Hospitals can lower the risk of M. chimaera outbreaks by keeping heater-cooler devices out of the clinical area.
Hospitals should remove heater-cooler devices (HCD) used in cardiac surgery from operating rooms and other clinical areas to reduce the risk of M. chimaera outbreaks.
However, moving HCDs might entail "engineering solutions," a study in the journal Infection Control & Hospital Epidemiology advises.
Researchers from Bern University Hospital in Switzerland offered several steps hospitals can take to prevent outbreaks linked to HCDs. M. chimaera is bacterium known to cause lung infections that have been fatal in half of the 70 cases identified in the US and Europe, the study noted.
The Food and Drug Administration issued a "safety communication" in 2015 offering guidance to hospitals on how to prevent the infections, which have been linked to aerosolization of M. chimaera by fans in the HCD.
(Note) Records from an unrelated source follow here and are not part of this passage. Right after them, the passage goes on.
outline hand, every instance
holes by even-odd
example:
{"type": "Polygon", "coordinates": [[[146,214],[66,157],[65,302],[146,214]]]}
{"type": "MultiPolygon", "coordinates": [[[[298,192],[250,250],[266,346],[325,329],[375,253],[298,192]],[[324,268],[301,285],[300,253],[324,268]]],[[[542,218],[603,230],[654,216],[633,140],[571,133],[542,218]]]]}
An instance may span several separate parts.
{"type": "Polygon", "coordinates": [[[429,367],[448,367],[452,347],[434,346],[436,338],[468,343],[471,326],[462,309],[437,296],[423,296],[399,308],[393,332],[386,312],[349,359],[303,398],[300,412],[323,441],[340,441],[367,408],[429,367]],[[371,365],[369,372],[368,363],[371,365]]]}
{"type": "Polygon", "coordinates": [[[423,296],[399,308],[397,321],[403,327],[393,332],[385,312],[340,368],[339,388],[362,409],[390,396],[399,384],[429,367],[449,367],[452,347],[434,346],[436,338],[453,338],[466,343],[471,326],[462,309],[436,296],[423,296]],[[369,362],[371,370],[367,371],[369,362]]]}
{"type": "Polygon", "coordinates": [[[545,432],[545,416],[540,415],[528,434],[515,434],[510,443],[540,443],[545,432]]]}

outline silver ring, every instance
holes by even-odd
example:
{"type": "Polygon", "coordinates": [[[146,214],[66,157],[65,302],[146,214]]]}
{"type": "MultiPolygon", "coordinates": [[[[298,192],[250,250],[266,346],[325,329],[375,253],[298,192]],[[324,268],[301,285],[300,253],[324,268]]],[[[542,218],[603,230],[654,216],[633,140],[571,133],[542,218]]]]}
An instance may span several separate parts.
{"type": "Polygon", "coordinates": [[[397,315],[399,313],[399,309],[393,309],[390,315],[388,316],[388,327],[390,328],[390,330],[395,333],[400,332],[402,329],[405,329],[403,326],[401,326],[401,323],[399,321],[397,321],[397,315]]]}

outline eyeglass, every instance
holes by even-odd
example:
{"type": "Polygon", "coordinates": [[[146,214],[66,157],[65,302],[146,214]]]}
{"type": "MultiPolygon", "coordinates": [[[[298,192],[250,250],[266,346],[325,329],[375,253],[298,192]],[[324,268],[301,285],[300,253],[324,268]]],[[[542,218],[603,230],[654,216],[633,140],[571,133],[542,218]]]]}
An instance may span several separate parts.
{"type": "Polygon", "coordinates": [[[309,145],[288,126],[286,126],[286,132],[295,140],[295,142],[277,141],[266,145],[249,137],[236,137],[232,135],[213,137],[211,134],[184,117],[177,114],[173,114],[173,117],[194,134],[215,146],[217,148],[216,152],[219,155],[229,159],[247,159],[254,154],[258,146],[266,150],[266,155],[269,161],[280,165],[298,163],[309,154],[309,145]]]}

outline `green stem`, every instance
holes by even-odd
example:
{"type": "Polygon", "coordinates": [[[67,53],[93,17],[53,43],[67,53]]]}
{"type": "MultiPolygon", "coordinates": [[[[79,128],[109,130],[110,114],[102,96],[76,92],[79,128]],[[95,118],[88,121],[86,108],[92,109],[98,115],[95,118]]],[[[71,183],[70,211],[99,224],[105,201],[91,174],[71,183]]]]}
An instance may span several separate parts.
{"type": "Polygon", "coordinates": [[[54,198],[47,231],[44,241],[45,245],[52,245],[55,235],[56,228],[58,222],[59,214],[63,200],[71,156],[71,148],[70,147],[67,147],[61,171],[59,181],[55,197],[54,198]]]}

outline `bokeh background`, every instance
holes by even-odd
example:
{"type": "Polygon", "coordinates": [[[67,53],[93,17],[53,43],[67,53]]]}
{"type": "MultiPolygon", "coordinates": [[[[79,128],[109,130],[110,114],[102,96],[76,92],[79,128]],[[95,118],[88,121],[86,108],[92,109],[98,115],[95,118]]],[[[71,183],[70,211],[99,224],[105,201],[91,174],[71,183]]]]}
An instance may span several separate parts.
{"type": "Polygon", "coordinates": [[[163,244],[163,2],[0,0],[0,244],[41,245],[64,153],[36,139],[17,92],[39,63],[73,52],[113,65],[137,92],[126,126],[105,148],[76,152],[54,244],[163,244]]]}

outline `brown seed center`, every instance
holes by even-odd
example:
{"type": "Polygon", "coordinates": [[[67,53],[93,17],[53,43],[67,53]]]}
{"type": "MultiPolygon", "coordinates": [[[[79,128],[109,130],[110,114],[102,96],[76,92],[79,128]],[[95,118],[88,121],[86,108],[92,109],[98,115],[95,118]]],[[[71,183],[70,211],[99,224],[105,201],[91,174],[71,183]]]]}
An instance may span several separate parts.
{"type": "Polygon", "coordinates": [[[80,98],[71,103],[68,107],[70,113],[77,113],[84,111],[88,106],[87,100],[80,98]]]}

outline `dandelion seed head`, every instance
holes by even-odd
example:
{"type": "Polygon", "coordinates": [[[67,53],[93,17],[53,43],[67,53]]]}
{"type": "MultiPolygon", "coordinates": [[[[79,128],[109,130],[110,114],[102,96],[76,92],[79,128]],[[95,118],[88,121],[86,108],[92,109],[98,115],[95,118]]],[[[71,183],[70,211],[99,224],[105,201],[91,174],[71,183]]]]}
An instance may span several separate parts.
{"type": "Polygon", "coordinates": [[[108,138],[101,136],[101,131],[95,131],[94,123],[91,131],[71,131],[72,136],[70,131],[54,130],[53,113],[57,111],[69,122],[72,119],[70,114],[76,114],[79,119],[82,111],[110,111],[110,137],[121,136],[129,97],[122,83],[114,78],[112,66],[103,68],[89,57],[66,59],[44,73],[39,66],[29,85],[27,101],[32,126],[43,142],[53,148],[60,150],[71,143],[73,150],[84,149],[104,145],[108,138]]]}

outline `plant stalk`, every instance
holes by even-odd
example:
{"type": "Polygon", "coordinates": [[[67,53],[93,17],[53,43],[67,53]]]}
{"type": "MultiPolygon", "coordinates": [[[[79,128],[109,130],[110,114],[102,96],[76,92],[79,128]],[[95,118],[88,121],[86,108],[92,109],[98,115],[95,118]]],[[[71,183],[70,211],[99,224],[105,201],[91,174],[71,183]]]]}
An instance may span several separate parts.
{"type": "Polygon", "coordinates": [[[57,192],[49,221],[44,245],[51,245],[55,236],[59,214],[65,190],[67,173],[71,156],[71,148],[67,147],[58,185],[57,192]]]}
The timing and source of contamination of the HCDs remain unknown, the Swiss researchers acknowledged.
"While our understanding of the causes and the extent of the M. chimaera outbreak is growing, several aspects of patient management, device handling, and risk mitigation still require clarification," they wrote.
The FDA recommended that hospitals direct the HCD's vent exhaust away from the surgical field to mitigate the risk of aerosolizing heater-cooler tank water into the sterile field and exposing the patient.
However, the Swiss researchers instead suggested "strict separation of the HCD from operating room air is necessary to ensure patient safety, and these efforts may require engineering solutions."